Daniel Epps is an associate professor of law at Washington University in St. Louis, where he teaches criminal law and criminal procedure.
The city where I live and work has been roiled by protests after the acquittal of former city police officer Jason Stockley on first-degree murder charges for his 2011 shooting of Anthony Lamar Smith. Again, to many of us, the justice system seems unwilling to hold law-enforcement officers to account for violence against people of color.
The outcome is unquestionably troubling. Prosecutors alleged that Stockley planted a gun in Smith's vehicle to fabricate a self-defense claim. There was evidence to support that theory: The victim's DNA was not found on the gun, but Stockley's DNA was present. The defense maintained that Stockley's partner had spotted the gun in Smith's hand before the stop and that Stockley's DNA was present because he unloaded the weapon to render it safe after finding it in Smith's car.
But perhaps as important as the decision is who rendered it. The fact-finder in Stockley's trial was not a jury of 12 St. Louisans but instead one man employed by the state: Judge Timothy J. Wilson of Missouri's 22nd Judicial Circuit. That's because Stockley, over the prosecution's objection, requested what's known as a "bench trial."
Missouri law and the U.S. Constitution permit that result. States vary in how permissive they are in allowing bench trials. Missouri is stricter than some in requiring the trial court's consent (which Wilson granted in this case). But states are free to be generous. The Sixth Amendment guarantees an "impartial jury of the state and district wherein the crime shall have been committed." For nearly a century, courts have treated these words as a protection for defendants alone — one they can freely waive.
But there's reason to think this conception of the jury guarantee — merely an entitlement that defendants can spend as they please — is wrong or at least incomplete. Juries don't just protect defendants; they give the community a voice in criminal justice. It's a guarantee of not only an impartial jury but also a jury drawn from the community where the crime took place. Sometimes, to be sure, the community can protect defendants from an overzealous prosecution. But in other cases, a jury drawn from the community might actually protect the community by convicting.
That's especially true when the defendant is part of the government. Indeed, one of the complaints in the Declaration of Independence was that the crown had sought to immunize British soldiers from murder prosecutions by holding "mock trials" far from the communities where the crimes occurred — that is, in places where juries were less willing to convict.
Yet today, it's not uncommon for police-officer defendants to bypass juries and opt for bench trials. Three officers charged in connection with Freddie Gray's 2015 death in Baltimore were acquitted by a judge, leading the state to drop charges against the remaining defendants and spurring calls for restrictions on jury-trial waivers. Under Maryland law, prosecutors have no power to object to bench trials.
One can understand why police officers might prefer bench trials. Judges, who are drawn from the legal elite, are likely less skeptical of police than inner-city residents, many of whom may have experienced police misconduct firsthand. Advocates for officers may argue that judges are less biased against the police than city residents. But one person's "bias" is another's lived experience.
Consider Wilson's assertion that Smith probably possessed the gun in question because, based on the judge's "nearly 30 years on the bench," "an urban heroin dealer not in possession of a firearm would be an anomaly." Critics accused Wilson, who is white, of racial bias based on this ill-considered line. A jury drawn from the city — nearly 50 percent of the population is African American, and more than a quarter of St. Louisans live below the poverty line — very well might have approached the case with different assumptions.

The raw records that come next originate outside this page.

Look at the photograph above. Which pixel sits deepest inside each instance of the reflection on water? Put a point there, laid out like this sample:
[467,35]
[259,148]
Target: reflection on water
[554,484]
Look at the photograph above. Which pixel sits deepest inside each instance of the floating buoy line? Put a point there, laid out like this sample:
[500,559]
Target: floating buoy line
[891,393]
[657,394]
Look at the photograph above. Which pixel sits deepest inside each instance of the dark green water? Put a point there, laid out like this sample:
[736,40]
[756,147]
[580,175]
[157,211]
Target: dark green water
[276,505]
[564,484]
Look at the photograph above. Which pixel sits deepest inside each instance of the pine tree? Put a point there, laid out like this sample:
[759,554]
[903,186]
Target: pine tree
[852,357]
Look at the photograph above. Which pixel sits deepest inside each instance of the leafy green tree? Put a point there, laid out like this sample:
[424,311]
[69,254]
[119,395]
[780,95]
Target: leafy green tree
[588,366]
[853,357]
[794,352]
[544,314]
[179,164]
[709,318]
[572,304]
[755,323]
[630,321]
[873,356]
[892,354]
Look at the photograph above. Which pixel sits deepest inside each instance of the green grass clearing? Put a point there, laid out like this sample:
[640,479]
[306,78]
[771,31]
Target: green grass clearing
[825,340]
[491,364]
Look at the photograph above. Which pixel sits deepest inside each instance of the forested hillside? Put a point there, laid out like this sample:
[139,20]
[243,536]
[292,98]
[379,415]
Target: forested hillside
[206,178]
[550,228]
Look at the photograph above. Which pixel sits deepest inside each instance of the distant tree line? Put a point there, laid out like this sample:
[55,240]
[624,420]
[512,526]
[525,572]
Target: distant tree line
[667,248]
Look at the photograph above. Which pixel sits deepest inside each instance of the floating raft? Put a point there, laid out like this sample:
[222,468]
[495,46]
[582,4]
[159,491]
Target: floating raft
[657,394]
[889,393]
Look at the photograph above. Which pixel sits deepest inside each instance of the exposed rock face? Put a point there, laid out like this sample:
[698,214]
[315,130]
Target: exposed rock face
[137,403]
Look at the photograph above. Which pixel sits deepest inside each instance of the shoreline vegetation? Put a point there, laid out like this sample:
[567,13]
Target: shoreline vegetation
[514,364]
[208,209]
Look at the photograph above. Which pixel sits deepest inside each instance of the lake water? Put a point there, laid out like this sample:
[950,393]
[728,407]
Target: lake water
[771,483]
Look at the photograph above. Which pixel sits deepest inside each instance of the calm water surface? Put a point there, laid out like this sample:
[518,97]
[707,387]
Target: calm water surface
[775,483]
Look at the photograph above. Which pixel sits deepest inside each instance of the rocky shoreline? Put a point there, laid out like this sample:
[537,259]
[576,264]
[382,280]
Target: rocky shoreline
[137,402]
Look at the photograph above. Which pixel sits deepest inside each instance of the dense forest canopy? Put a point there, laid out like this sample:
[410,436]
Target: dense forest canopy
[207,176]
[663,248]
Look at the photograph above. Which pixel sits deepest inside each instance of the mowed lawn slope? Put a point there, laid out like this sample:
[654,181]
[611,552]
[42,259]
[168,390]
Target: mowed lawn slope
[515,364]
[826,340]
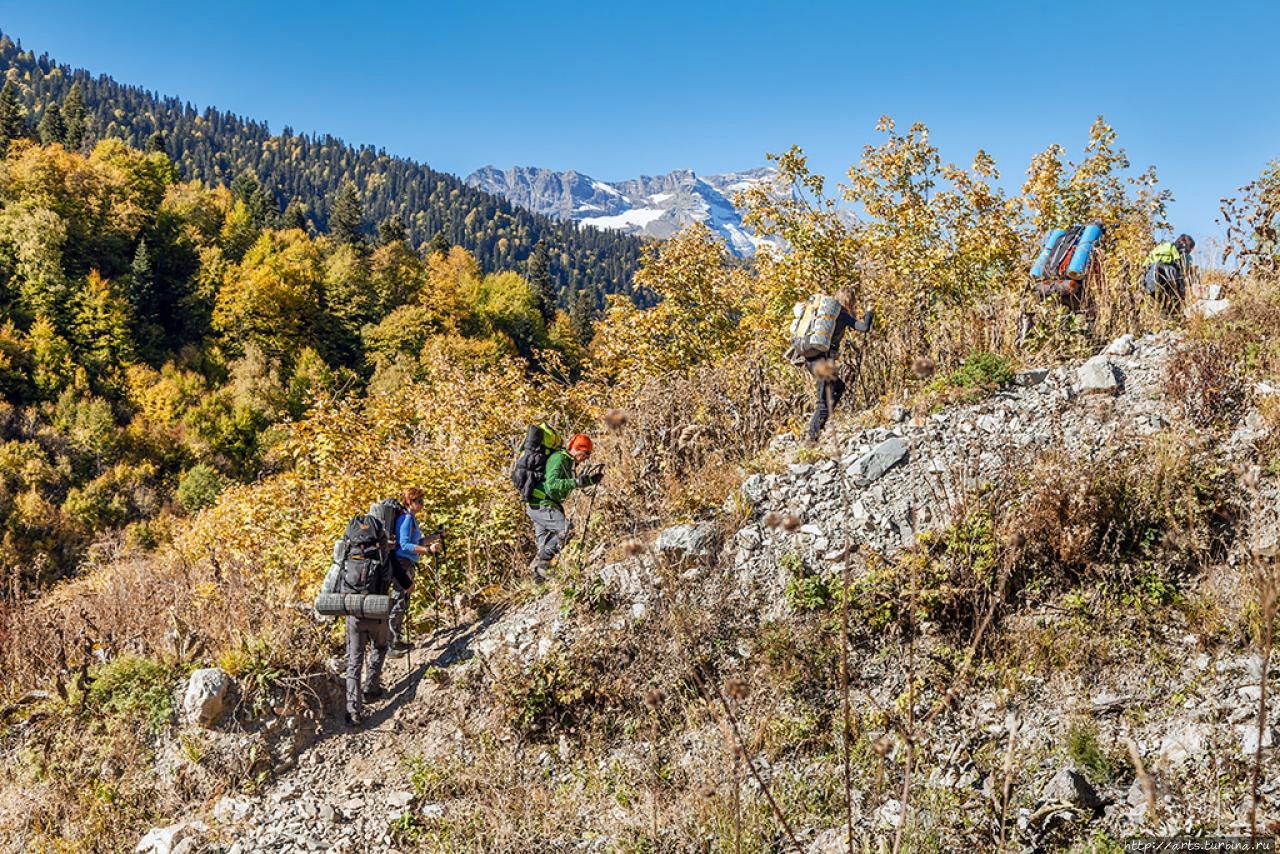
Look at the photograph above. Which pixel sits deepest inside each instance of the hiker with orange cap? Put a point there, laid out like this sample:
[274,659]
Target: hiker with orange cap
[545,507]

And even an acquittal, if rendered by 12 ordinary St. Louisans, might have been easier for the city to stomach. Many would surely still disagree with it. But as things are, the verdict appears to many residents as simply the government sticking up for its own. (City officers have done little to counter this us-vs.-them perception. While responding to protesters this week, officers reportedly chanted "whose streets, our streets.")
I often urge my students to be cautious in reaching firm conclusions about guilt and innocence in high-profile criminal cases. The legal details are sometimes more complicated and the facts murkier than media accounts suggest. Few can say with confidence that if we sat through a trial and heard all the testimony, we'd reach a different result — especially given the demanding burden of proof in criminal cases. Despite strong reservations about both the reasoning and the result, I can't say with certainty that it was wrong.
But I am certain that Wilson — regardless of whether he came to the right conclusion — was the wrong person to make the decision.